The rest of us have settled into being at home the whole time. I know the rest of the country is watching and waiting. More people know people who have it. More people are doing what we’re doing. Most aren’t.

Day 9

He’s chilly and then hot. Diarrhoea. He already looks noticeably thinner than he did a week ago. He’s been pretty fit for years.

I start reading about the getting better getting worse thing. Most people get over it after seven days. If you don’t, you might get worse again, and it is these people who might in turn then go on to experience respiratory difficulties.

I’m keeping an eye.

Day 10 

He’s the same worse. Not worse-worse.

The past few nights, despite how uncomfortable my little bed is and living camping style, same clothes, washing at the sink, etc … I’m conscious of how lucky I am. I’m grateful for the roof and walls of this house that keep the cold from me, that there’s clean running water, that someone will come to take the rubbish away for us. 

This evening my daughter tells me the first case has been announced in Kampala. She worked in Uganda for three months at the beginning of last year, helping youth groups to establish training in various things. She now has friends there. 

“What if my family gets it?” she says – referring to the family she lived with on a farm outside Lira. I think of the photographs of the children, the mother, the furniture in their little house, their outdoor stove. “If they get it …” I can’t remember whether she spoke, or if we both filled in the rest of the sentence in our heads: “how will they survive?”

Day 11

I’ve been hyper aware of sirens the last couple of weeks. Have there been more? Yesterday the whole country was asked not to leave their houses. Today there is no traffic. No-one on the pavements. No sound but birdsong, even in our cityscape. But then a siren. I wonder why they blast the siren when there’s no traffic to get through … 

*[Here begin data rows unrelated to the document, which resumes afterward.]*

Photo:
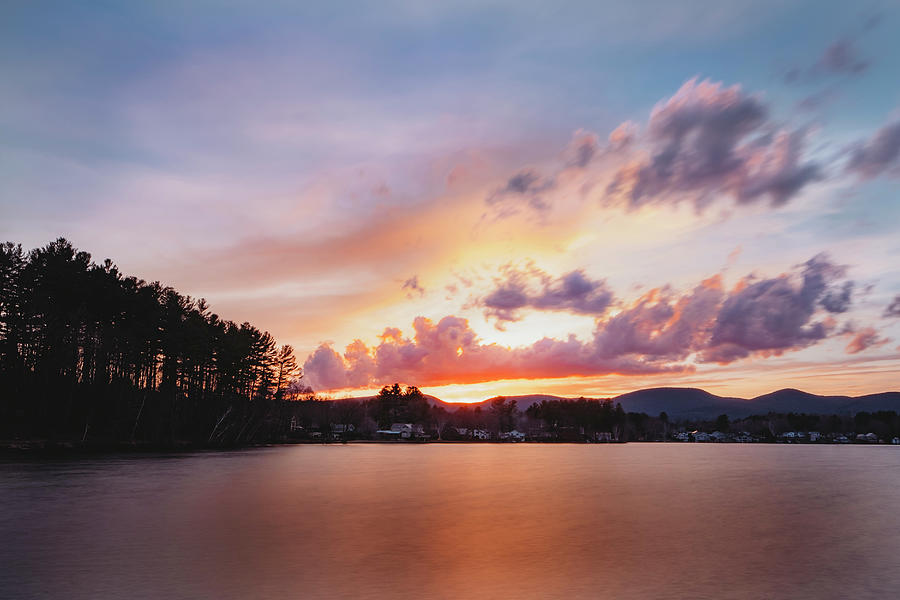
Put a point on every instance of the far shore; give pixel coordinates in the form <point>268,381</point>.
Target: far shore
<point>48,448</point>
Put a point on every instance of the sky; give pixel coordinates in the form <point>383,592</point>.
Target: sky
<point>483,198</point>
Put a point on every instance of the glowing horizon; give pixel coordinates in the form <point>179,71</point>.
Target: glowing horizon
<point>585,200</point>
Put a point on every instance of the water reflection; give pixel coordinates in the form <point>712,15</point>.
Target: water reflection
<point>457,521</point>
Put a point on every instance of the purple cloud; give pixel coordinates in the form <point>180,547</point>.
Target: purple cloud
<point>413,286</point>
<point>878,154</point>
<point>893,309</point>
<point>708,139</point>
<point>525,188</point>
<point>518,290</point>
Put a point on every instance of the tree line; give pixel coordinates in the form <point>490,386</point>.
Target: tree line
<point>89,354</point>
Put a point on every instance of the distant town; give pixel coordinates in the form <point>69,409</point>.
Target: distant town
<point>407,415</point>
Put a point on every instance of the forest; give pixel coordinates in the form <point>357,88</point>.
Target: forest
<point>91,355</point>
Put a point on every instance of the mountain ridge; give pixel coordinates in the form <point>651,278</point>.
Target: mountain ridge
<point>696,403</point>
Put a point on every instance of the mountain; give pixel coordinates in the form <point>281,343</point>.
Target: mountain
<point>694,403</point>
<point>681,403</point>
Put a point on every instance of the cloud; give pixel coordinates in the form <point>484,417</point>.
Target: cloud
<point>449,351</point>
<point>775,315</point>
<point>660,332</point>
<point>840,58</point>
<point>864,339</point>
<point>412,284</point>
<point>532,288</point>
<point>893,309</point>
<point>878,154</point>
<point>708,140</point>
<point>525,189</point>
<point>838,300</point>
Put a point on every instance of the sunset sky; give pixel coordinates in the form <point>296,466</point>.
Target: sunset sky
<point>486,197</point>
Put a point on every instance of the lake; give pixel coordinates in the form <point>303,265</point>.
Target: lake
<point>456,521</point>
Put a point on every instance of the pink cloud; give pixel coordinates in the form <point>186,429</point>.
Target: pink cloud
<point>657,333</point>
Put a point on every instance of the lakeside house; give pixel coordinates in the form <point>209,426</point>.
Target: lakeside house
<point>402,431</point>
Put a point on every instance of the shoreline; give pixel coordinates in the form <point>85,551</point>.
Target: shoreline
<point>51,449</point>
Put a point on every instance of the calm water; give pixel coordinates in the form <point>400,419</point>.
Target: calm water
<point>457,521</point>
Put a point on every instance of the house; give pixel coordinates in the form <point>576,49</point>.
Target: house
<point>401,431</point>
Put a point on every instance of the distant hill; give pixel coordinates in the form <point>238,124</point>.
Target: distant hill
<point>694,403</point>
<point>681,403</point>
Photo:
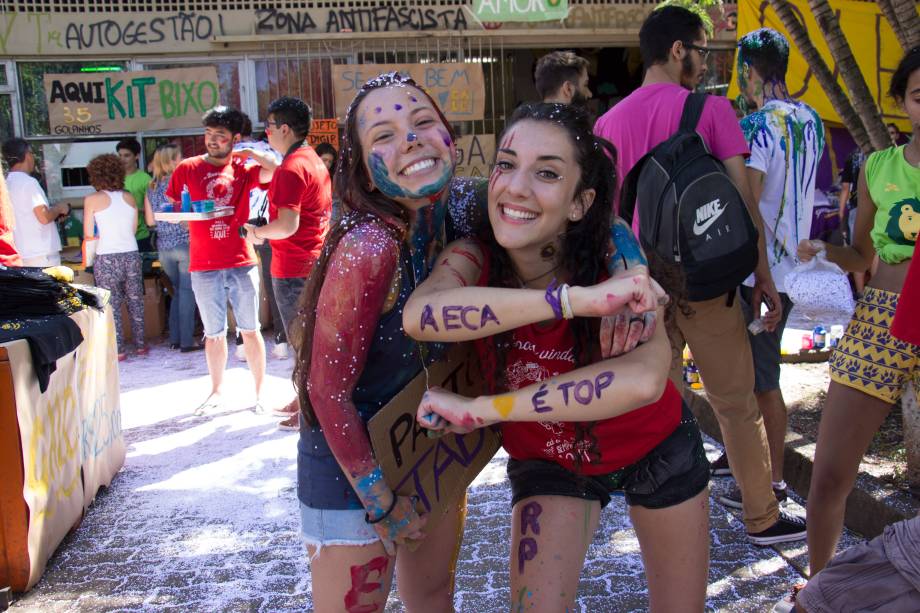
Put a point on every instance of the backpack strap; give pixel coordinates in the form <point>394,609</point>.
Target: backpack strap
<point>693,109</point>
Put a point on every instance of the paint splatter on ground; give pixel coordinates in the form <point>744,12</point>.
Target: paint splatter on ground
<point>204,517</point>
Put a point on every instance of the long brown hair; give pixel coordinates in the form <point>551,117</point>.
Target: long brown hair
<point>363,204</point>
<point>583,251</point>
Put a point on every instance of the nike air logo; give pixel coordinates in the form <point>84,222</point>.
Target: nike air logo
<point>707,215</point>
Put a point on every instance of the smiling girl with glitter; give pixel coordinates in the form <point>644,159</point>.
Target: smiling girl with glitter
<point>395,180</point>
<point>577,427</point>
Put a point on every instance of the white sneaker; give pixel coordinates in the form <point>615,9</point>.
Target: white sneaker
<point>280,351</point>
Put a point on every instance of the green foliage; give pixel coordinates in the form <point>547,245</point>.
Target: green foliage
<point>700,7</point>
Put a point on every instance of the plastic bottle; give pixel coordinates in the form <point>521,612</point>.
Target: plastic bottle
<point>819,337</point>
<point>186,200</point>
<point>836,334</point>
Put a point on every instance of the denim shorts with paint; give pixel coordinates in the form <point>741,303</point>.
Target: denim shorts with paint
<point>328,527</point>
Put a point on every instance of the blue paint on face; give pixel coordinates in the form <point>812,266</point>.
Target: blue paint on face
<point>388,187</point>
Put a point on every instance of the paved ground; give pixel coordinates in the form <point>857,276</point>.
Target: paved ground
<point>203,518</point>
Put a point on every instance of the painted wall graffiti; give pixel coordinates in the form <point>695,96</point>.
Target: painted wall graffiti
<point>53,445</point>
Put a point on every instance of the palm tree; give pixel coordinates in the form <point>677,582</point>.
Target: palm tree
<point>861,97</point>
<point>823,74</point>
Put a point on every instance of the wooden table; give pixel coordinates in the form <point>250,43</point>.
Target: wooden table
<point>57,448</point>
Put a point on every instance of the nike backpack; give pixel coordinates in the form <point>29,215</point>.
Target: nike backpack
<point>690,212</point>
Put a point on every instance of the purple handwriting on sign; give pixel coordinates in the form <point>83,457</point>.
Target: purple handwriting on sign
<point>527,548</point>
<point>438,459</point>
<point>456,317</point>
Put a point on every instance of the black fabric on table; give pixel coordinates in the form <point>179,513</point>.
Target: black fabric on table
<point>50,338</point>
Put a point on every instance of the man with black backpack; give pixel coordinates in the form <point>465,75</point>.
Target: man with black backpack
<point>689,193</point>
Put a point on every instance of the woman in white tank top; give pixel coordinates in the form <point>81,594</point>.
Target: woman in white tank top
<point>117,268</point>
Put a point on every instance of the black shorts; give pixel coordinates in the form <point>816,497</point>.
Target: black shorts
<point>673,472</point>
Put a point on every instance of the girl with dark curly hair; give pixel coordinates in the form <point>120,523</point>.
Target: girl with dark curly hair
<point>117,266</point>
<point>869,367</point>
<point>577,427</point>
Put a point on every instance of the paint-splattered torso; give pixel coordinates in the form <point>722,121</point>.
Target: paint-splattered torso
<point>393,358</point>
<point>786,139</point>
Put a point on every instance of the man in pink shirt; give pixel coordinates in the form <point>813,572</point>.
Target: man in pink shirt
<point>673,45</point>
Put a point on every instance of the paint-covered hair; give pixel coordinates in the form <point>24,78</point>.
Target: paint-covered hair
<point>584,244</point>
<point>362,203</point>
<point>106,173</point>
<point>906,67</point>
<point>767,51</point>
<point>554,69</point>
<point>224,117</point>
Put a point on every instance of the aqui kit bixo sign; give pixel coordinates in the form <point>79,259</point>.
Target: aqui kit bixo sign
<point>115,102</point>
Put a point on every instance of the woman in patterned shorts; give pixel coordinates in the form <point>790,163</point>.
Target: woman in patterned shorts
<point>869,367</point>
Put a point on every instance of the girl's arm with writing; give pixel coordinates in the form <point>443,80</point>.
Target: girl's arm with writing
<point>448,306</point>
<point>598,391</point>
<point>355,287</point>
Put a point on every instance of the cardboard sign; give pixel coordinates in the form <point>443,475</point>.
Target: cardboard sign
<point>520,10</point>
<point>71,437</point>
<point>476,153</point>
<point>114,102</point>
<point>324,131</point>
<point>437,470</point>
<point>459,89</point>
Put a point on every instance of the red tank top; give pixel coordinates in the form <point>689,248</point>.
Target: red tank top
<point>541,351</point>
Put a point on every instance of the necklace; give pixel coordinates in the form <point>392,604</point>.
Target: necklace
<point>540,276</point>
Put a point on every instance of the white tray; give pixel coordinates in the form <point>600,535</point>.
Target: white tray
<point>221,211</point>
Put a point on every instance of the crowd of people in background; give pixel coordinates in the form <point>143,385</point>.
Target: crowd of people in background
<point>360,270</point>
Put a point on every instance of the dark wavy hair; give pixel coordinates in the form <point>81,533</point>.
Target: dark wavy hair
<point>584,245</point>
<point>362,204</point>
<point>106,173</point>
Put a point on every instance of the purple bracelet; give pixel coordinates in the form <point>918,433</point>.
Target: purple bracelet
<point>552,297</point>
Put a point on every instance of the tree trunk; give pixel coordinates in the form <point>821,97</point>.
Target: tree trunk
<point>908,22</point>
<point>862,98</point>
<point>892,18</point>
<point>822,73</point>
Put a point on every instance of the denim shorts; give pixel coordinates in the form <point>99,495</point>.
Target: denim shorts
<point>765,347</point>
<point>673,472</point>
<point>212,290</point>
<point>325,527</point>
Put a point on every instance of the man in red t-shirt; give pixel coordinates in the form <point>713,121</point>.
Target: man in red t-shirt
<point>299,208</point>
<point>222,264</point>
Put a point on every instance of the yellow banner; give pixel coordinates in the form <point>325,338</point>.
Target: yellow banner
<point>871,38</point>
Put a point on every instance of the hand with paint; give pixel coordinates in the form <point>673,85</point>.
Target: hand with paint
<point>638,292</point>
<point>402,526</point>
<point>626,330</point>
<point>251,235</point>
<point>443,411</point>
<point>808,249</point>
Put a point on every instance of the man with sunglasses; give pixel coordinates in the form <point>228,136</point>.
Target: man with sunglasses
<point>672,41</point>
<point>299,210</point>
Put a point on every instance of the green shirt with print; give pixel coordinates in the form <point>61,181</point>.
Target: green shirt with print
<point>136,184</point>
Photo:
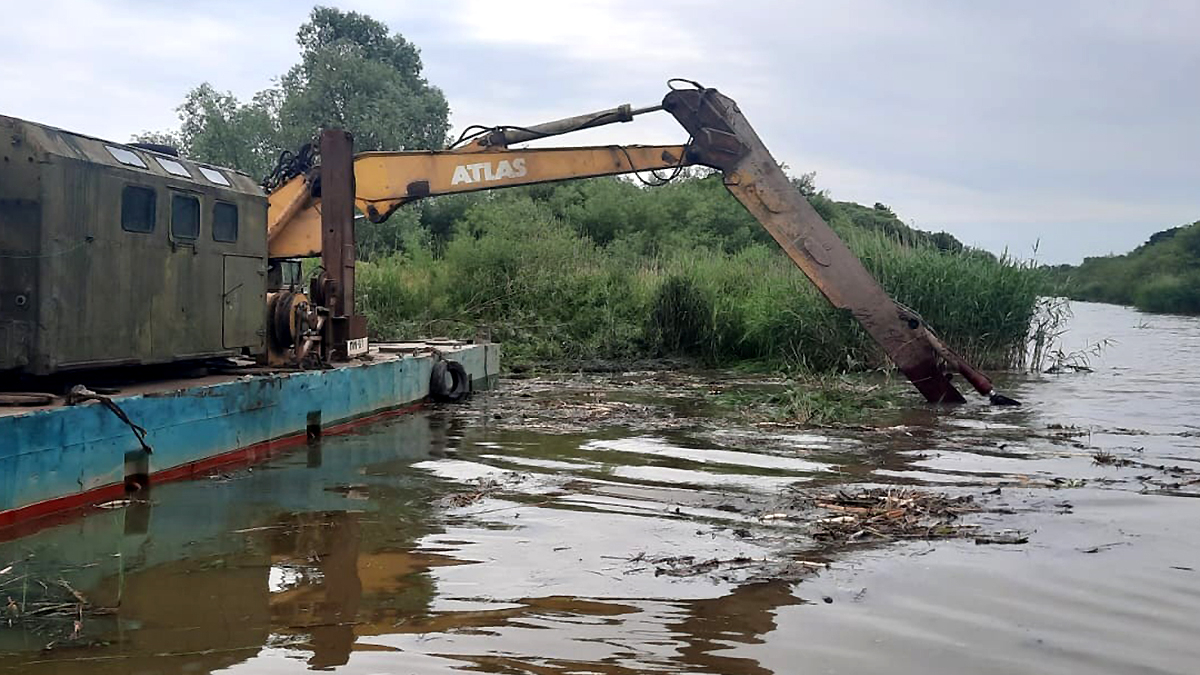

My partner’s lungs have not improved. He’s lost weight. He sleeps a lot. I’m waiting for it to get worse or better. It’s staying the same.

Day 12 (Wednesday)

I call our GP. She listens carefully to everything I’m describing. But, as she says, “there’s no textbook for this one” and, uncertain, she consults a colleague. She feels he ought to be seen. It might have developed into pneumonia. The safest way for him to be checked – for everyone – is by paramedics. Which means calling an ambulance. I’m reluctant to use up the service’s time and say I could take him to a hospital myself. No, better for everyone – your partner, the hospitals, other patients – if paramedics come to you. 

They do all the checks they can. They talk about all the other things it could be. They have no tests. They apologise and say they’re not saying it’s not Covid19 but it could be a whole host of other things that happen to have come at once. We all know this is highly unlikely. The good thing is he doesn’t have pneumonia.

All those days ago, before we were in quarantine, when my head was buzzing with the amount I was reading, the checking of sources, all the things to take on board, do, alter – I remember being outside.

I was walking along the pavement, looking down; I can see the mottled red bricks. As I rounded a corner, I looked up and saw, dotted into a high hedge next to me, white buds – and then I smelt their fragrance. 

They felt incongruous in my frenetic state. What was nature doing, being so gentle and hushed and beautiful.

Today, the sun is warm. The air is quiet. 

Satellite pictures show that pollution has lifted from above Wuhan, and from above northern Italy (where it’s normally hemmed in by the Alps). Soon, no doubt, it will lift from above London too. 

And we will all breathe more easily.